CAIRO: A large Egyptian flag being carried into a conference hall by a group of young boys and girls. Singer Sherine’s patriotic lyrics playing in the background: “Did you drink from its Nile? Have you tried singing to her [Egypt]?
This was how the Sixth Conference for Egyptians Working Abroad was inaugurated Monday, with a song called “Yeb’a Enta Akeed fi Masr (Then You’re Surely in Egypt) and a flag procession led by the second generation of Egyptian expatriates.
After the slightly off-beat ceremony, officials got right down to business, talking about remittances and addressing issues of concern to Egyptians who live and work abroad.
Remittances, one of the top three revenue earners for the Egyptian economy, reached a five-year high this past fiscal year, according to Ministry of Investment statistics. Egyptians working abroad sent home $8.5 billion in 2007/2008, most of which was spent on consumption and not investments.
Egypt came in the first place on the list of the top 10 remittance recipients in MENA in 2007, according to the World Bank’s Migration and Remittances Factbook 2008. Recorded remittances sent home by Egyptian migrants reached $5.9 billion in 2007, compared to $5.3 billion in 2006.
Prime Minister Ahmed Nazif gave the keynote speech at the two-day conference titled “Communication, Consideration and Development, organized by the Ministry of Manpower and Migration.
“We have to be honest with ourselves, there is no clear strategy for migration [in Egypt], which has led to the deterioration of [our] ability to meet the needs of the international labor market, and this includes Gulf countries, Nazif said, attributing the decline to a drop in the quality of education.
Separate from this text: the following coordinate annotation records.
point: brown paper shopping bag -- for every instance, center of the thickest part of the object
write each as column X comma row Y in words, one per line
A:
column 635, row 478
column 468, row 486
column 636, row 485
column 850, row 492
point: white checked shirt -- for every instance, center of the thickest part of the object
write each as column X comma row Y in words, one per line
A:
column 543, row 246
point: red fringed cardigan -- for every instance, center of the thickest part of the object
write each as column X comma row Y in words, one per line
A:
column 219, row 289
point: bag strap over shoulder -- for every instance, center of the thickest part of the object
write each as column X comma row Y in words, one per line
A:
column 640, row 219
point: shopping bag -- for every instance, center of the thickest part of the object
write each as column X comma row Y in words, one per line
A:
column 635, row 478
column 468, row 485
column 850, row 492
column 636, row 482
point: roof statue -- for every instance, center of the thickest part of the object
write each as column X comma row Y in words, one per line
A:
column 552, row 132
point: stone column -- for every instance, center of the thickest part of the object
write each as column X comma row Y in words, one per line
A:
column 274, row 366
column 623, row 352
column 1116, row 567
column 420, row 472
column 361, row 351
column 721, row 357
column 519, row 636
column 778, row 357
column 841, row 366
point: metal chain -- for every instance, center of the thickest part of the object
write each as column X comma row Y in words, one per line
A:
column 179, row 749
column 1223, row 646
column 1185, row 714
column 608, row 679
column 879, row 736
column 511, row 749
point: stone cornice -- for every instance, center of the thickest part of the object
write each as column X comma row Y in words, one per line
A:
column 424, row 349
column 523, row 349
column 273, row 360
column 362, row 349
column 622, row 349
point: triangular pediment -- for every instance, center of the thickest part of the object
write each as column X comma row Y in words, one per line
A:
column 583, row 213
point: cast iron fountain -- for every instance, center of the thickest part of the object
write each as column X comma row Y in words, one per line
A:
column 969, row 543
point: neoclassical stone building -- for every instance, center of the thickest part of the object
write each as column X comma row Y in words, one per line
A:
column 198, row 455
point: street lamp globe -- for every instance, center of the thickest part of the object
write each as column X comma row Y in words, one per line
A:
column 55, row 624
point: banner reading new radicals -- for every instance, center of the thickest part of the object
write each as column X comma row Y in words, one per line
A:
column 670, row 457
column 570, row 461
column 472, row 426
As an example, Nazif said Egypt’s share in the Gulf labor market declined from 72 percent in 1975 to 31 percent in 1995. More recently, “Asian labor has replaced Egyptian labor in several Gulf countries, he added.
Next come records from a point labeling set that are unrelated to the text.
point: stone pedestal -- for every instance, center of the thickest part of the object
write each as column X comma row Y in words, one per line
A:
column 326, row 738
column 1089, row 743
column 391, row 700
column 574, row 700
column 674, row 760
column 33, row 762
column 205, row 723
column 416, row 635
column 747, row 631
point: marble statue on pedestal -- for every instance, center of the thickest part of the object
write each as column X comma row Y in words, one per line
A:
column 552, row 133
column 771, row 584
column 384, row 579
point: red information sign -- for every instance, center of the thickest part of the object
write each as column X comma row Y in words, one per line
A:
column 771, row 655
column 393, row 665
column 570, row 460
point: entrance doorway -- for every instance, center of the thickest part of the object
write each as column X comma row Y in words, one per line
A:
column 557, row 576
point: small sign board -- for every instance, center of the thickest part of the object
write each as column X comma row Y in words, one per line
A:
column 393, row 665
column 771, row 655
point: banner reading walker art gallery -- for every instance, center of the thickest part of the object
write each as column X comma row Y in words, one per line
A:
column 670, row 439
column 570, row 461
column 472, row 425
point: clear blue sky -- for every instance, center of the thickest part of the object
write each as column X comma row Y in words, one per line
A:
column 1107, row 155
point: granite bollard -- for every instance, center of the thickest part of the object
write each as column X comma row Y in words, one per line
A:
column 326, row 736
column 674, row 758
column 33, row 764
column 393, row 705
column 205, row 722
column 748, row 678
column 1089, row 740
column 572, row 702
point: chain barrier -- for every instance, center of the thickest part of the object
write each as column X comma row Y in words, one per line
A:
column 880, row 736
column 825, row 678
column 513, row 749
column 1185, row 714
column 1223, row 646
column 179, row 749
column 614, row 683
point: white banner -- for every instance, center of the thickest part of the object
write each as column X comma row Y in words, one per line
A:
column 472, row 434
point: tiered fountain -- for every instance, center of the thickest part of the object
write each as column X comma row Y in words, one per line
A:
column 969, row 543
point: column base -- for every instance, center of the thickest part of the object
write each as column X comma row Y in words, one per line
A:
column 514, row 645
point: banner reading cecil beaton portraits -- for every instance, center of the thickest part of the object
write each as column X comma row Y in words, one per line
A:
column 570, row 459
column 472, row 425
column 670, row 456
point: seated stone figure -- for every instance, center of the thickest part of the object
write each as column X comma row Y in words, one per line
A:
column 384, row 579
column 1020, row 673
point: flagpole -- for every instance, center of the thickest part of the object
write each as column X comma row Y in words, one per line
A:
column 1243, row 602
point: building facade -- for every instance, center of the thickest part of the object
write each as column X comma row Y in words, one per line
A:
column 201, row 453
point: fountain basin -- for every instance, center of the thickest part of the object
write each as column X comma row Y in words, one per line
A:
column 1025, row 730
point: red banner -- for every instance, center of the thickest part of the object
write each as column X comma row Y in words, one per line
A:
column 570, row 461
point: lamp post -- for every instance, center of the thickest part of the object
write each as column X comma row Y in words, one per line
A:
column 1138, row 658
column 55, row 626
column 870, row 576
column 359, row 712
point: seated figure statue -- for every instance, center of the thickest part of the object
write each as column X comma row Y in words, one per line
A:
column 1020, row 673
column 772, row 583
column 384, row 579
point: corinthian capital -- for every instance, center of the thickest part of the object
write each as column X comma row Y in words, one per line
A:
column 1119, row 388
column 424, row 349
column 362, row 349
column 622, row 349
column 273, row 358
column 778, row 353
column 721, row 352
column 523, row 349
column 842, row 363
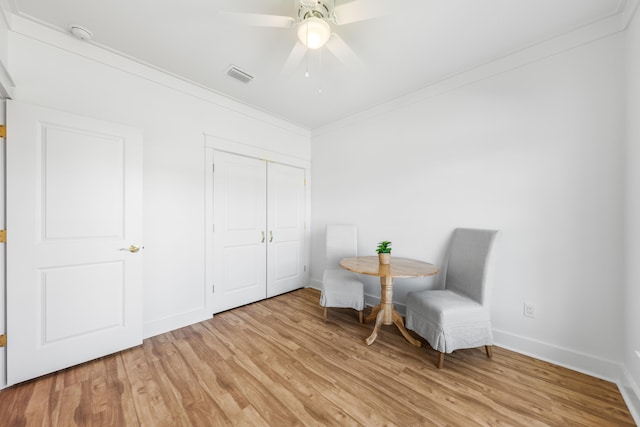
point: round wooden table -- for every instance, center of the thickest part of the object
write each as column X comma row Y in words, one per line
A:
column 385, row 313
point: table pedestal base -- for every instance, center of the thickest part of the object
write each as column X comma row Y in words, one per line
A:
column 385, row 314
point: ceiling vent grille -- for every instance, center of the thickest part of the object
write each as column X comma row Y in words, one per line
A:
column 238, row 74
“It takes 15 to 20 years to train and develop skilled labor, so Egypt has to exert a lot of effort to make up for what it lost in the Arab labor market.
In her speech, Manpower Minister Aisha Abdel Hadi said that “protecting Egyptian working abroad, as well as Egyptians living in their homeland, is one fundamental responsibility of the government.
Room for improvement
Several concerns were raised in the media recently from Egyptians living abroad, who have complained of the apathy of Egyptian embassies.
Some participants of the conference said it was poorly organized. Zarif Bacilious is an Egyptian who has lived in the US for several decades and is the Dean of the School of Education and Human Service at St. John’s University in New York. “I’ve been trying to get the agenda for a while now and it’s not an easy task, he said.
Mahmoud Abdallah, chairman of the Insurance Holding Company, which falls under the umbrella of the investment ministry, said the conference is important, and can improve in time with “better preparation, more focused groups, more organization.
“Egypt benefits from a meeting like this, but I do think it can be better, he added.
Attending the conference was also Enan Galaly, founder and chairman of Helnan International Group, who had a positive outlook on Egypt’s business environment. “If we look at the number of new cities, communities, tourism [projects] and industrial zones now in Egypt, we can surly say there is a good investment climate.
Mostafa Abdallah, who has been living in Austria for the last 40 years and serves as bureau chief of Al-Ahram, referred to one problem he faces in importing medical devices and medicine to Egypt, where some supplies were held in customs for months. “We were asked to pay grounding fees and taxes, he said, adding that “any contribution from Egyptians abroad should take the shortest route [in reaching the local market].